Use these times to share your story; children and grandchildren can learn more from you than an annual subscription to 'Ancestry.com.' Actually you have no excuse - unless you count binge watching Gogglebox! You have so much to share and the world is better for it, as Paul reminds his friends in Corinth:
You are a letter from Christ delivered by us, written not with ink but with the Spirit of the living God, not on tablets of stone but on tablets of human hearts"
2 Cor 3:3
In our sharing the lockdown of the disciples, we can become a stronger Church. We build each other up in confidence, trust and faith. Today is a good day to remember all those agencies of our Church that help us to share Good News', especially in an era of so-called 'fake news'. Thank God for the Salesian Office of Media and Social Communication in our own Province. In his glory, Jesus is our 'way, truth and life' (John 14:6) In his message for today, Pope Francis tells us:
When we remember the love that created and saved us, when we make love a part of our daily stories, when we weave the tapestry of our days with mercy, we are turning another page. We no longer remain tied to regrets and sadness, bound to an unhealthy memory that burdens our hearts; rather, by opening ourselves to others, we open ourselves to the same vision of the great storyteller. (Message for World Communications Sunday 24th January 2020)

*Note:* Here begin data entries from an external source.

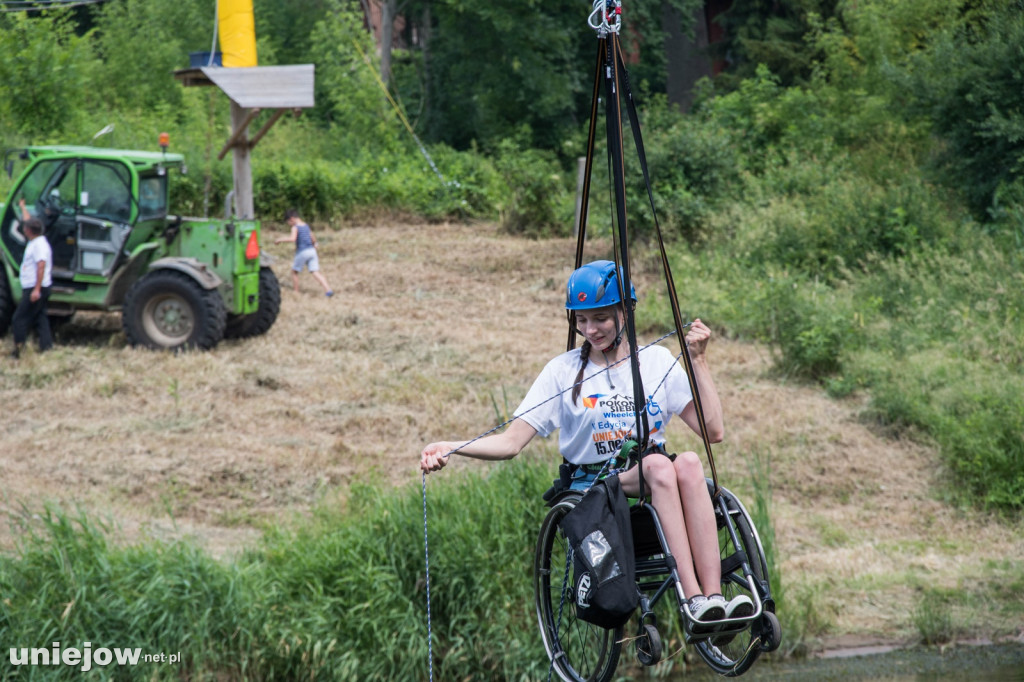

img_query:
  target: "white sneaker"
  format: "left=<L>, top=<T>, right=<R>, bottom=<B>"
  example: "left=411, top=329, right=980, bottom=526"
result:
left=686, top=594, right=725, bottom=633
left=725, top=594, right=754, bottom=619
left=711, top=594, right=754, bottom=646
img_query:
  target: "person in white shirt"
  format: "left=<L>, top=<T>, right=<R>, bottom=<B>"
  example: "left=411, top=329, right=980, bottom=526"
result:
left=11, top=218, right=53, bottom=358
left=420, top=260, right=754, bottom=623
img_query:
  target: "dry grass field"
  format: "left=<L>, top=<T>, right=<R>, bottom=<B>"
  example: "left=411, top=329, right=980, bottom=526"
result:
left=0, top=223, right=1024, bottom=643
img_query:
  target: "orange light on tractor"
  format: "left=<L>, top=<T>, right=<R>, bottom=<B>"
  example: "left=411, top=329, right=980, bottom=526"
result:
left=246, top=229, right=259, bottom=260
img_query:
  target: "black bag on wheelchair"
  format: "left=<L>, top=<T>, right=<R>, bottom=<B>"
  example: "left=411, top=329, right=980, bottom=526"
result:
left=562, top=476, right=640, bottom=628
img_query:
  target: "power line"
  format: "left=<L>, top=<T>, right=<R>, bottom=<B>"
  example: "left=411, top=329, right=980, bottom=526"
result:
left=0, top=0, right=108, bottom=12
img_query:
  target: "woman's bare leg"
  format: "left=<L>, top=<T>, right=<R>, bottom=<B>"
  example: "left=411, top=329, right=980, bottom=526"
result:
left=618, top=454, right=704, bottom=598
left=673, top=453, right=722, bottom=595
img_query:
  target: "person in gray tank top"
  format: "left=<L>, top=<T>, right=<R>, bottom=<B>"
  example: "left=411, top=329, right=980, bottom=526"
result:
left=273, top=204, right=334, bottom=298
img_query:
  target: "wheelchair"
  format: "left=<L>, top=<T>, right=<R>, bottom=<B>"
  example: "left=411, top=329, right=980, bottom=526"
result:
left=534, top=471, right=781, bottom=682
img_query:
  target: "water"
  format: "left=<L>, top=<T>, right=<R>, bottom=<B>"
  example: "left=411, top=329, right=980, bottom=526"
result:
left=673, top=643, right=1024, bottom=682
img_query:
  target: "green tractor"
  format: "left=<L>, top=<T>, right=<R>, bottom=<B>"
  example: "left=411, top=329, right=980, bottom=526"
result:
left=0, top=146, right=281, bottom=349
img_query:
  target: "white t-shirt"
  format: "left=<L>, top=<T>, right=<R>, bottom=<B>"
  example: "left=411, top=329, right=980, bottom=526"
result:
left=515, top=346, right=692, bottom=464
left=19, top=236, right=53, bottom=291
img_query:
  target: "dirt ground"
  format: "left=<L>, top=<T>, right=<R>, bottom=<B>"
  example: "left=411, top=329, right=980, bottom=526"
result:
left=0, top=222, right=1024, bottom=645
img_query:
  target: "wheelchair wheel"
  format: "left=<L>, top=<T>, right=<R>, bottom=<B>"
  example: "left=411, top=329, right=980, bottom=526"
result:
left=534, top=495, right=623, bottom=682
left=695, top=488, right=781, bottom=677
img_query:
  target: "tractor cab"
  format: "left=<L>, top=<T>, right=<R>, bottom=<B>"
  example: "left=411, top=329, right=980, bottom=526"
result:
left=0, top=147, right=180, bottom=280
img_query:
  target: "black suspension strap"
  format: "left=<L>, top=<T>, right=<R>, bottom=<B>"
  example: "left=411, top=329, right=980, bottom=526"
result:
left=567, top=0, right=720, bottom=497
left=565, top=43, right=604, bottom=351
left=618, top=46, right=721, bottom=497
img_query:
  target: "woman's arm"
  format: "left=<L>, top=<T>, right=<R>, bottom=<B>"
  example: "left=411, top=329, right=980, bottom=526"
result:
left=420, top=419, right=537, bottom=472
left=273, top=227, right=299, bottom=244
left=679, top=318, right=725, bottom=442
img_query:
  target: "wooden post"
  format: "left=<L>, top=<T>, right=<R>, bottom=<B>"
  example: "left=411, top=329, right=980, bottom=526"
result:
left=231, top=99, right=256, bottom=220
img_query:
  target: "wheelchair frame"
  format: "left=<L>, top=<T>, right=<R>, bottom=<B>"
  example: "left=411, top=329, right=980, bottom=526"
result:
left=534, top=479, right=781, bottom=682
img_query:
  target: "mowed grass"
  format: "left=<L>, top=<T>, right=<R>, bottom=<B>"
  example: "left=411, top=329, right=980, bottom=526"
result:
left=0, top=224, right=1024, bottom=679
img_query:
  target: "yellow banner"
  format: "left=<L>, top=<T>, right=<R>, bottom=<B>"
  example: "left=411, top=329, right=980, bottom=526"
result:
left=217, top=0, right=256, bottom=67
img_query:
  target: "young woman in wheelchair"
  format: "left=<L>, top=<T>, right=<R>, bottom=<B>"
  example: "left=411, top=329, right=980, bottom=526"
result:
left=420, top=260, right=754, bottom=623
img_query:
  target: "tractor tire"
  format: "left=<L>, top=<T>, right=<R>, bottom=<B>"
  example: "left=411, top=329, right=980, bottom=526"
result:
left=121, top=270, right=227, bottom=350
left=0, top=265, right=14, bottom=339
left=224, top=267, right=281, bottom=339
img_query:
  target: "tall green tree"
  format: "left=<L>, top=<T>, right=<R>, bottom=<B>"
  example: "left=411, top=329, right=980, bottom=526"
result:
left=93, top=0, right=214, bottom=112
left=713, top=0, right=840, bottom=88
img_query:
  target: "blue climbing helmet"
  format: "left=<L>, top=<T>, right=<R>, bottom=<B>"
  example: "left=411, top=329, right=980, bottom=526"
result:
left=565, top=260, right=637, bottom=310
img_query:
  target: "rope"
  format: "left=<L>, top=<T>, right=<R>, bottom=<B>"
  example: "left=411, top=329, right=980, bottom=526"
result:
left=423, top=471, right=434, bottom=682
left=352, top=40, right=447, bottom=187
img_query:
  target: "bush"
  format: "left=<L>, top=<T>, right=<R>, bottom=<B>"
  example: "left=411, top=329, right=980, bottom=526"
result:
left=495, top=139, right=573, bottom=238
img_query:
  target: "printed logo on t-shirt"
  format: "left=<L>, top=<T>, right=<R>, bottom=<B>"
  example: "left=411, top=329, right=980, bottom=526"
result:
left=584, top=393, right=665, bottom=457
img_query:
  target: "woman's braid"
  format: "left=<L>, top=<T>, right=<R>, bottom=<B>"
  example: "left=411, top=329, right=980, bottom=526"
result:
left=572, top=341, right=590, bottom=402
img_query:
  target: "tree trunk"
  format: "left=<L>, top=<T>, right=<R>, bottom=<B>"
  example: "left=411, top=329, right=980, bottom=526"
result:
left=662, top=0, right=712, bottom=112
left=380, top=0, right=398, bottom=85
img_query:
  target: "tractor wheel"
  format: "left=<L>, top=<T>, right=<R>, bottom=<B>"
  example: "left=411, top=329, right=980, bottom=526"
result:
left=0, top=265, right=14, bottom=338
left=121, top=270, right=227, bottom=350
left=224, top=267, right=281, bottom=339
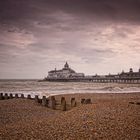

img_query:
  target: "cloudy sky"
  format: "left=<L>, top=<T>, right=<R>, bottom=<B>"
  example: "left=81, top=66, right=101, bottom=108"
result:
left=0, top=0, right=140, bottom=78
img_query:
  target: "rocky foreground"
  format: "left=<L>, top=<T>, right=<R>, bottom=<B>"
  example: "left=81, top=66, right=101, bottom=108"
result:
left=0, top=93, right=140, bottom=140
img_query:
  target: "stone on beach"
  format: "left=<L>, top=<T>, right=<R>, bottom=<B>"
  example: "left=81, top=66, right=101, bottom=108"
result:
left=0, top=93, right=4, bottom=100
left=9, top=93, right=13, bottom=99
left=15, top=94, right=18, bottom=98
left=27, top=94, right=32, bottom=99
left=4, top=93, right=9, bottom=99
left=42, top=96, right=48, bottom=106
left=21, top=94, right=24, bottom=98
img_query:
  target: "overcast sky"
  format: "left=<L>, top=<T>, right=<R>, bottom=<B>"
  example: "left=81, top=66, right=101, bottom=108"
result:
left=0, top=0, right=140, bottom=78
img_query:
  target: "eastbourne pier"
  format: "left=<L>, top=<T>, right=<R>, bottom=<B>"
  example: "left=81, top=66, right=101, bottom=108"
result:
left=43, top=62, right=140, bottom=84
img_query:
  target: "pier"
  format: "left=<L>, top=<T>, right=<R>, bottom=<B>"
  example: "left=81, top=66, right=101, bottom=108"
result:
left=44, top=62, right=140, bottom=84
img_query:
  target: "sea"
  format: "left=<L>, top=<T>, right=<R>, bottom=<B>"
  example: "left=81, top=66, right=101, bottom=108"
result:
left=0, top=80, right=140, bottom=97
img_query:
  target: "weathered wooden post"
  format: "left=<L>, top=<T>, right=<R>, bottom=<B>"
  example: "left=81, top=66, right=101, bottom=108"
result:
left=21, top=94, right=24, bottom=98
left=42, top=96, right=48, bottom=106
left=84, top=99, right=91, bottom=104
left=0, top=93, right=4, bottom=100
left=9, top=93, right=13, bottom=99
left=71, top=98, right=76, bottom=107
left=61, top=97, right=67, bottom=111
left=15, top=94, right=18, bottom=98
left=81, top=99, right=85, bottom=104
left=27, top=94, right=31, bottom=99
left=61, top=97, right=65, bottom=104
left=35, top=95, right=39, bottom=103
left=49, top=96, right=56, bottom=109
left=4, top=93, right=9, bottom=99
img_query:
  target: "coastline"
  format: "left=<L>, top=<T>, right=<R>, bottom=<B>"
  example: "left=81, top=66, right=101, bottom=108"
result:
left=0, top=93, right=140, bottom=140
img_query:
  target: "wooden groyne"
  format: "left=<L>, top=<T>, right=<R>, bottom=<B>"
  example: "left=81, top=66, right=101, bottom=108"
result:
left=0, top=93, right=92, bottom=111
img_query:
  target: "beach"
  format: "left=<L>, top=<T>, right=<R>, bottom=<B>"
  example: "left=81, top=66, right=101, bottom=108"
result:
left=0, top=93, right=140, bottom=140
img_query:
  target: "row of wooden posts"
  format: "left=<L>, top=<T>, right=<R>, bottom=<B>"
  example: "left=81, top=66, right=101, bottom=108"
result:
left=0, top=93, right=91, bottom=111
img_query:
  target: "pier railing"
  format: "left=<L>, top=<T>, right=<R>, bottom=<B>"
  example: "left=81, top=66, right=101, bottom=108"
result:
left=46, top=77, right=140, bottom=84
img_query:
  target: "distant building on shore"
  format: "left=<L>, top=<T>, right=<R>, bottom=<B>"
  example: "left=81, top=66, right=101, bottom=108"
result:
left=119, top=68, right=140, bottom=78
left=44, top=62, right=140, bottom=83
left=47, top=62, right=85, bottom=79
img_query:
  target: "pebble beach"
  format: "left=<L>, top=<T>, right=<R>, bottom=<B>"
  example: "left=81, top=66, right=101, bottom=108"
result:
left=0, top=93, right=140, bottom=140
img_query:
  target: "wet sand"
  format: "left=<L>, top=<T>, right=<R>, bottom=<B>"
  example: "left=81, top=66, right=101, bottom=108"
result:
left=0, top=93, right=140, bottom=140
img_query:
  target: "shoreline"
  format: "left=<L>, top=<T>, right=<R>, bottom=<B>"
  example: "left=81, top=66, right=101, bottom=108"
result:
left=0, top=93, right=140, bottom=140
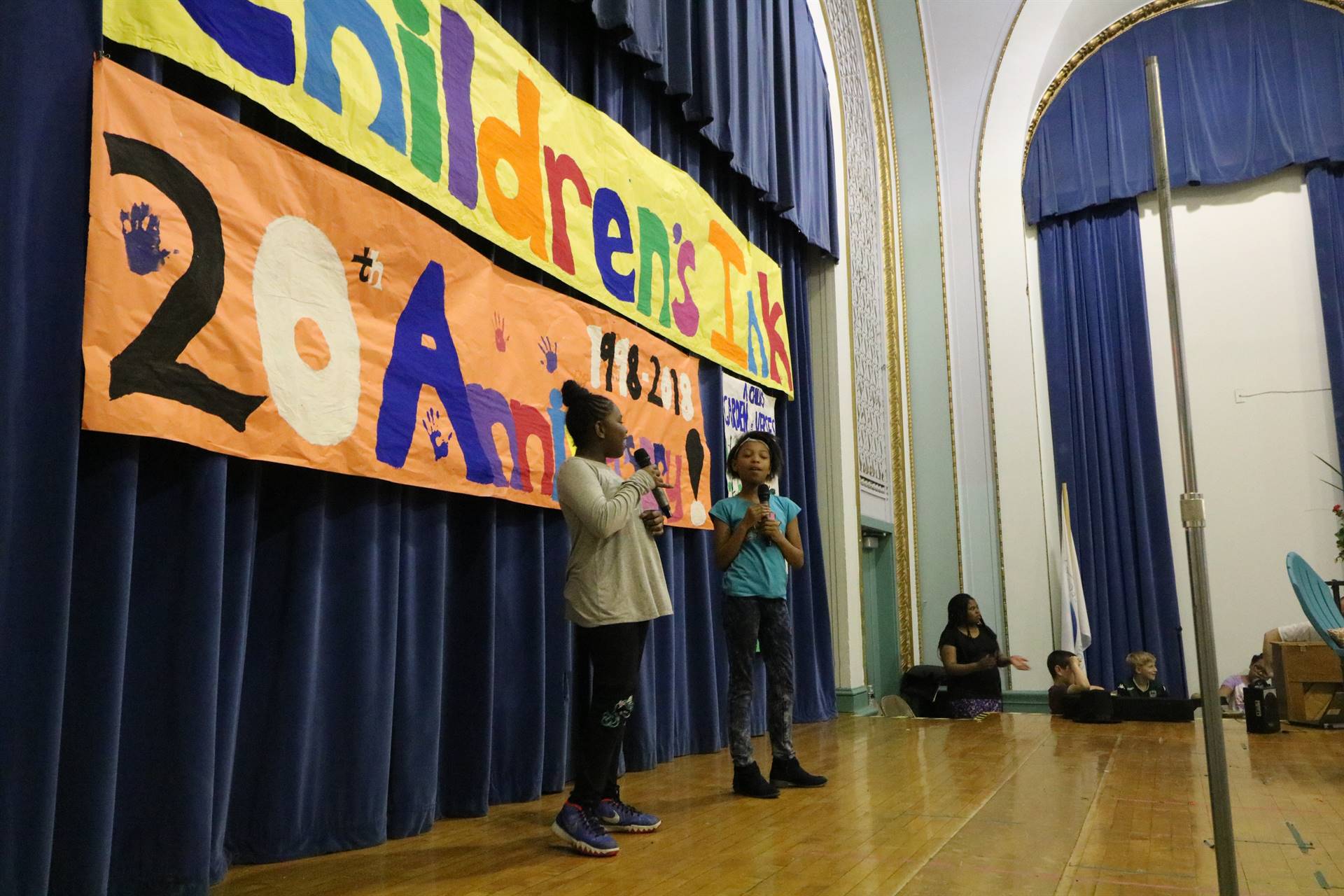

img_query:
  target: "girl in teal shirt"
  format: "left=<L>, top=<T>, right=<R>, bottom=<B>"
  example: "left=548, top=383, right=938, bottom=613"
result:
left=710, top=431, right=827, bottom=798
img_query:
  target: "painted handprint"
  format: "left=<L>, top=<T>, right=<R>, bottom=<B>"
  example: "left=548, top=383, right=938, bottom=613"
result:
left=121, top=203, right=176, bottom=276
left=536, top=336, right=561, bottom=373
left=421, top=407, right=453, bottom=463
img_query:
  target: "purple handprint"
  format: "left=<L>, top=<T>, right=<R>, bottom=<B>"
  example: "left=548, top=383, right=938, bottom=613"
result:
left=121, top=203, right=177, bottom=276
left=421, top=407, right=453, bottom=463
left=536, top=336, right=561, bottom=373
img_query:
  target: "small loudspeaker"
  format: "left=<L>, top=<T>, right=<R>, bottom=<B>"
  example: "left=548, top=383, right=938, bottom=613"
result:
left=1246, top=681, right=1280, bottom=735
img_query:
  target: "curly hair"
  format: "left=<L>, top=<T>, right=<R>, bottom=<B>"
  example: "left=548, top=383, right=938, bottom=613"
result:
left=561, top=380, right=615, bottom=449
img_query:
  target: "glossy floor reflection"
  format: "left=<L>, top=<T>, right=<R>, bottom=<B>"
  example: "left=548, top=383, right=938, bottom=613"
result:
left=212, top=715, right=1344, bottom=896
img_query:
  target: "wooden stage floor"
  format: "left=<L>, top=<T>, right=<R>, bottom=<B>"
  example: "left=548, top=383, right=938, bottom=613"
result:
left=212, top=715, right=1344, bottom=896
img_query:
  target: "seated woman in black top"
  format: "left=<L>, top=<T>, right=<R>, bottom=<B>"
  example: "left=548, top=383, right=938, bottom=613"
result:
left=938, top=594, right=1031, bottom=719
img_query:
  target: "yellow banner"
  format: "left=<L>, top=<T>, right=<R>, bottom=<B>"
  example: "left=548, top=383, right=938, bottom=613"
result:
left=83, top=60, right=710, bottom=528
left=104, top=0, right=793, bottom=396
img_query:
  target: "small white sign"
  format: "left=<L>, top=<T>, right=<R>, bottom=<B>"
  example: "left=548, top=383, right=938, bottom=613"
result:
left=722, top=373, right=780, bottom=494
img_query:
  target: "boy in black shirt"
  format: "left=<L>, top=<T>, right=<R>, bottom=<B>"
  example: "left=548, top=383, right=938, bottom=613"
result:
left=1046, top=650, right=1102, bottom=719
left=1116, top=650, right=1167, bottom=697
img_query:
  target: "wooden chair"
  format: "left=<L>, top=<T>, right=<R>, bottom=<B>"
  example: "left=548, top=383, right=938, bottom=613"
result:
left=1285, top=551, right=1344, bottom=728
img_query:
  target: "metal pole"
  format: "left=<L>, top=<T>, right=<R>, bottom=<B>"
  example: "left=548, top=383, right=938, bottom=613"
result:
left=1144, top=57, right=1238, bottom=896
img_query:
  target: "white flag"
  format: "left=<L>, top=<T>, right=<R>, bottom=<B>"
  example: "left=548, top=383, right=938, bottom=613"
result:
left=1059, top=482, right=1091, bottom=655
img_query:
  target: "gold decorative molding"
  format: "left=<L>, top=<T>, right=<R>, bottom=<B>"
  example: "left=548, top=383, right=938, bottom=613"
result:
left=1004, top=0, right=1344, bottom=177
left=916, top=0, right=966, bottom=591
left=976, top=0, right=1039, bottom=688
left=855, top=0, right=914, bottom=671
left=817, top=0, right=869, bottom=684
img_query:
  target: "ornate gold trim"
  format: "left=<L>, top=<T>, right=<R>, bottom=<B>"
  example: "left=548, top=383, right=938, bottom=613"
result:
left=817, top=0, right=871, bottom=687
left=976, top=0, right=1040, bottom=688
left=1021, top=0, right=1214, bottom=177
left=855, top=0, right=914, bottom=672
left=916, top=0, right=966, bottom=591
left=1026, top=0, right=1344, bottom=169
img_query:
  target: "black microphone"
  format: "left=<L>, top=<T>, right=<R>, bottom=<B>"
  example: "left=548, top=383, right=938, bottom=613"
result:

So today we we have eyes to see the root of injustice in our society and ears to hear the eternal cry of the poor. Pray that we have the courage to bear the weight of those crosses placed upon us as we follow Jesus and may we have the strength and will to take up those crosses that are not ours. Today we are invited to embrace GLORY-don't be afraid to accept it as it is yours just for the sharing!
Prayer for World Communications Sunday
O Mary, woman and mother, you wove the divine Word in your womb, you recounted by your life the magnificent works of God. Listen to our stories, hold them in your heart and make your own the stories that no one wants to hear. Teach us to recognize the good thread that runs through history. Look at the tangled knots in our life that paralyze our memory. By your gentle hands, every knot can be untied. Woman of the Spirit, mother of trust, inspire us too. Help us build stories of peace, stories that point to the future. And show us the way to live them together.